The Joe Rogan ExperienceJoe Rogan Experience #1925 - Sonny, from Best Ever Food Review Show
CHAPTERS
- 0:00 – 0:52
Sonny’s unlikely path: from “white trash Minnesota” to top travel creator
Sonny opens with gratitude and disbelief at being on JRE, framing his background of poverty, failed college attempts, and early career uncertainty. Joe presses him to explain how the whole food/travel journey began.
- 0:52 – 7:34
Minnesota → Korea: teaching English under the table and adapting to a new culture
Sonny recounts moving to South Korea in 2008 as his first major leap abroad, initially teaching conversational English without formal credentials. He explains Korea’s intense education culture and how living there broadened his cultural perspective.
- 7:34 – 9:50
Building filmmaking skills in Seoul: deliberate practice, expat networks, and corporate work
He describes pivoting from teaching into filmmaking, using systematic skill-building inspired by the 10,000-hour concept. The Seoul expat ecosystem (Itaewon, creative communities) helped him land gigs and treat Korea like film school.
- 9:50 – 15:10
Eight years on visa runs: anxiety, improvisation, and living on the edge
Sonny reveals he stayed in Korea for eight years on repeated 90-day tourist visa runs, constantly leaving and re-entering. He details the stress of immigration scrutiny and the fear of being detained or deported.
- 15:10 – 19:32
Inventing a YouTube travel/food format: faster pacing, humor, and ‘bizarre foods’ storytelling
Burned out on corporate work, Sonny turns to YouTube after learning content marketing ideas and spotting a gap in travel content. Inspired by Zimmern and Bourdain, he pivots toward exotic foods because they come with built-in cultural stories.
- 19:32 – 24:10
Stinky tofu, the bandana origin, and the realities of ‘always diarrhea’ travel eating
They dive into Sonny’s stinky tofu experience, including revisiting Zimmern’s spot and pushing through anxiety. The conversation detours into Sonny’s bandana as a practical sweat solution and the ongoing digestive consequences of his job.
- 24:10 – 37:13
Blood, bile, and organs: tribal eating practices and how animals are killed
Sonny recounts intense experiences in Tanzania with groups like the Datoga and Maasai, including raw liver dipped in blood and gastric fluids. They discuss why organs are prized, cultural rules of distribution, and varying methods of dispatching animals.
- 37:13 – 56:09
Zebra hunting and conservation economics: ‘shopping with a rifle’ vs wildlife management
Joe and Sonny unpack Sonny’s zebra-hunting episode in South Africa and the controversy around fenced game reserves. They explore hunting-as-conservation arguments, pricing “menus,” meat ownership, and the emotional weight of taking a large animal.
- 56:09 – 1:09:45
Yak and whale meat on the table: Faroe Islands grindadráp and moral lines in food
Sonny produces dried yak and whale meat, leading into a detailed explanation of Faroe Islands pilot-whale drives. They debate why whales trigger stronger moral reactions, sustainability claims, and how media often omits the domestic ‘why’ behind traditions.
- 1:09:45 – 1:31:03
Hadzabe hunter-gatherers: monkey, poison arrows, dogs, and ‘time machine’ anthropology
Sonny describes traveling to the Hadzabe in Tanzania, filming largely solo, and confronting his most emotionally conflicted meal: monkey.
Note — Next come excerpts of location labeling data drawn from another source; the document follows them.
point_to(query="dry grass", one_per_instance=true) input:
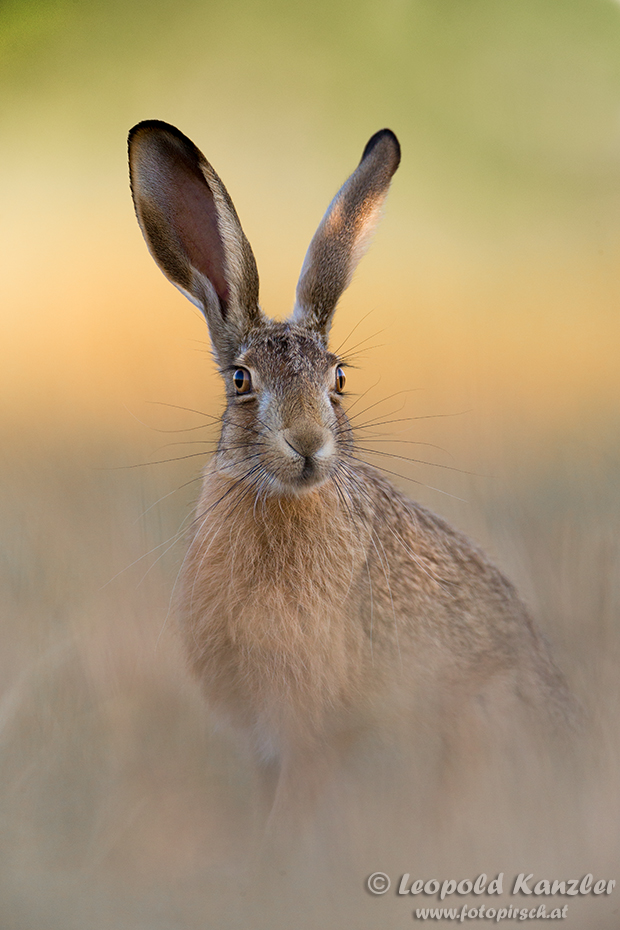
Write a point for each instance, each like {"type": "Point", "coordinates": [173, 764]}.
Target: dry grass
{"type": "Point", "coordinates": [120, 806]}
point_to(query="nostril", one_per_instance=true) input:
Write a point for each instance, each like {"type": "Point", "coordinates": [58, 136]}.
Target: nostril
{"type": "Point", "coordinates": [306, 442]}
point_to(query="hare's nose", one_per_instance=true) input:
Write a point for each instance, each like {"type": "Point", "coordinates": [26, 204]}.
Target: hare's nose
{"type": "Point", "coordinates": [307, 441]}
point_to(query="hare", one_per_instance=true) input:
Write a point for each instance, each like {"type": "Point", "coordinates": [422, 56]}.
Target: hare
{"type": "Point", "coordinates": [317, 601]}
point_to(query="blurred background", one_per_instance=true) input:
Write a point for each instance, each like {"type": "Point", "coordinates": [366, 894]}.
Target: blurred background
{"type": "Point", "coordinates": [484, 321]}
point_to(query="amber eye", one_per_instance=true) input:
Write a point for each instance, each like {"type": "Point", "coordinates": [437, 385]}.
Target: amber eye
{"type": "Point", "coordinates": [340, 380]}
{"type": "Point", "coordinates": [242, 381]}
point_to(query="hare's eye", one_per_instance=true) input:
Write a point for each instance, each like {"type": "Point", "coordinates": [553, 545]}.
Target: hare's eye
{"type": "Point", "coordinates": [242, 381]}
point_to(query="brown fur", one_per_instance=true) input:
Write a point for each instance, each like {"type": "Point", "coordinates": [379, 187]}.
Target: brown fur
{"type": "Point", "coordinates": [318, 602]}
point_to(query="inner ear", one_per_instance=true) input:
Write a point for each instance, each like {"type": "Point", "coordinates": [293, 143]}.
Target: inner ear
{"type": "Point", "coordinates": [188, 210]}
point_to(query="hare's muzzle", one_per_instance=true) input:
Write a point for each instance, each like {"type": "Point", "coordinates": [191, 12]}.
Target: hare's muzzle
{"type": "Point", "coordinates": [308, 450]}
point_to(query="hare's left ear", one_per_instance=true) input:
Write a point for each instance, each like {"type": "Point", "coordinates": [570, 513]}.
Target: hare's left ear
{"type": "Point", "coordinates": [193, 232]}
{"type": "Point", "coordinates": [344, 234]}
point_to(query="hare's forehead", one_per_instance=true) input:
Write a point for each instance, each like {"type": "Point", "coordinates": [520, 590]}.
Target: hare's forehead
{"type": "Point", "coordinates": [277, 355]}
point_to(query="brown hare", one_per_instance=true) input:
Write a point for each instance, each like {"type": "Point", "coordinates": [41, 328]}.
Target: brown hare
{"type": "Point", "coordinates": [317, 601]}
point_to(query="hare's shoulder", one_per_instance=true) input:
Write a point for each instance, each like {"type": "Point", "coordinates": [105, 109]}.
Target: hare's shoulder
{"type": "Point", "coordinates": [407, 526]}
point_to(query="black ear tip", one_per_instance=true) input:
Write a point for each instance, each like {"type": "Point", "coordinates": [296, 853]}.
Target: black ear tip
{"type": "Point", "coordinates": [384, 136]}
{"type": "Point", "coordinates": [156, 128]}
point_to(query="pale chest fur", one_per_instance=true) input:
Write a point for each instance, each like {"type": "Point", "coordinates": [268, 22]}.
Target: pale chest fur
{"type": "Point", "coordinates": [269, 598]}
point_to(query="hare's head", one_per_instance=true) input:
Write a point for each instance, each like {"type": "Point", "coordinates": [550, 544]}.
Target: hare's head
{"type": "Point", "coordinates": [284, 427]}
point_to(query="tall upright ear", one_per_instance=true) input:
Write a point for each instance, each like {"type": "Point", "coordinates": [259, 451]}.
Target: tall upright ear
{"type": "Point", "coordinates": [344, 233]}
{"type": "Point", "coordinates": [193, 232]}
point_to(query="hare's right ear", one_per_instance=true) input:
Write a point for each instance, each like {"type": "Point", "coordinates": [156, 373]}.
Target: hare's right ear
{"type": "Point", "coordinates": [193, 232]}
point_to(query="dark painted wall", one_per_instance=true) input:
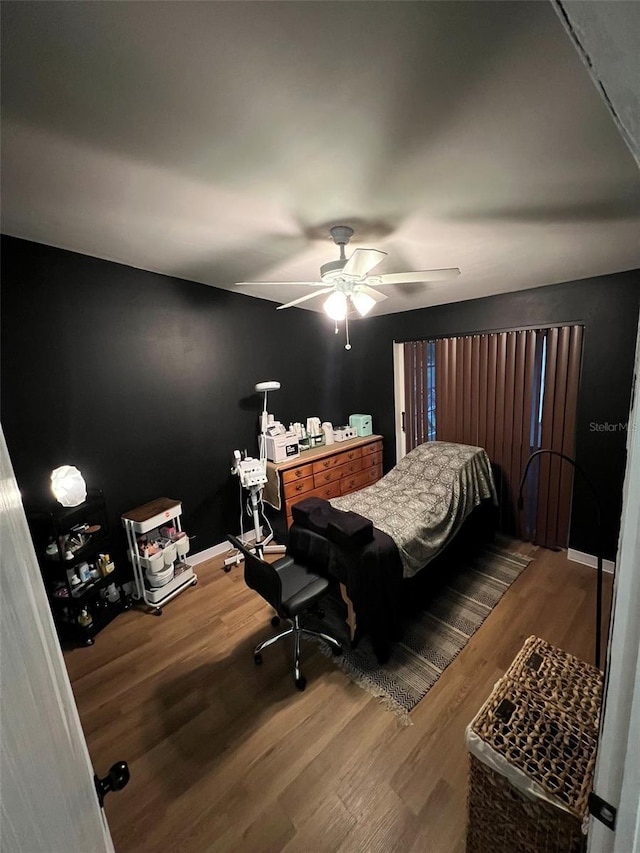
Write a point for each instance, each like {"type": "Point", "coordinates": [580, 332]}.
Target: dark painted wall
{"type": "Point", "coordinates": [146, 382]}
{"type": "Point", "coordinates": [607, 306]}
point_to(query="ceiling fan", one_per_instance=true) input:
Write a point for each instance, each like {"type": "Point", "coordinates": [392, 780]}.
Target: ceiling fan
{"type": "Point", "coordinates": [347, 282]}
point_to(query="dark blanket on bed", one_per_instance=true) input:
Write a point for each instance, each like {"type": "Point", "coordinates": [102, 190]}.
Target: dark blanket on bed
{"type": "Point", "coordinates": [346, 546]}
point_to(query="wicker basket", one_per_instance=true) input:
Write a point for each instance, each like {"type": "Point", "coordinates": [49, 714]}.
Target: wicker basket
{"type": "Point", "coordinates": [561, 679]}
{"type": "Point", "coordinates": [532, 753]}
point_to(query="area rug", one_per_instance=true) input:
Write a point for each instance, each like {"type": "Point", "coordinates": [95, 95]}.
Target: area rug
{"type": "Point", "coordinates": [433, 636]}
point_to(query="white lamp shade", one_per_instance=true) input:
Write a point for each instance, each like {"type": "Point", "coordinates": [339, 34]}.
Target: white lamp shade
{"type": "Point", "coordinates": [336, 306]}
{"type": "Point", "coordinates": [363, 303]}
{"type": "Point", "coordinates": [68, 485]}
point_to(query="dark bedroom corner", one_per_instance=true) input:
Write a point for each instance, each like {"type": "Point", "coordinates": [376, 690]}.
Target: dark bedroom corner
{"type": "Point", "coordinates": [320, 427]}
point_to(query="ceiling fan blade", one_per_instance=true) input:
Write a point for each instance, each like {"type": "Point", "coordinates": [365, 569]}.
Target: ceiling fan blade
{"type": "Point", "coordinates": [363, 260]}
{"type": "Point", "coordinates": [419, 275]}
{"type": "Point", "coordinates": [304, 298]}
{"type": "Point", "coordinates": [251, 283]}
{"type": "Point", "coordinates": [374, 294]}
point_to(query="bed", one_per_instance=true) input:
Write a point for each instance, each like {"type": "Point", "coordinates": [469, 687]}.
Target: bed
{"type": "Point", "coordinates": [374, 540]}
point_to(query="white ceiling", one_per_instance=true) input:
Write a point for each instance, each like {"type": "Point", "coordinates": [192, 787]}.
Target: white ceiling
{"type": "Point", "coordinates": [218, 141]}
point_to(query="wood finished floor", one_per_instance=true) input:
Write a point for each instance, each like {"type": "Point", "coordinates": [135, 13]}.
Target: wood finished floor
{"type": "Point", "coordinates": [227, 756]}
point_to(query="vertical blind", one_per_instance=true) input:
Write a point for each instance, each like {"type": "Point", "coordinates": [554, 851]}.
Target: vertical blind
{"type": "Point", "coordinates": [511, 393]}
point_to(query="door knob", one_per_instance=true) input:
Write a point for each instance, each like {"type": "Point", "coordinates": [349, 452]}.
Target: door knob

He details their hunting system, arrow types (including poison), food scarcity cycles, and government/tourism dynamics.
- 1:31:03 – 2:07:28
Worst tastes and viral risks: stingray liver, organ series in Vietnam, and ‘mad honey’ arrives
They swap ‘worst food’ candidates (stingray liver) and then shift to the mad honey topic that connected Sonny and Joe. Sonny explains the Nepal cliff-harvest process, neurotoxic effects, and the unpredictability of dosing.
- 2:07:28 – 2:56:28
Vietnam as home base: building the channel, team growth, language challenges, and the Egypt disaster
Sonny returns to his origin story—how he moved from Korea to Vietnam to bet everything on YouTube, eventually building a 20-person team. He then recounts Egypt as his worst production: gear confiscation, hostile bureaucracy, forced deletions, and unexpected policy change after the series went viral.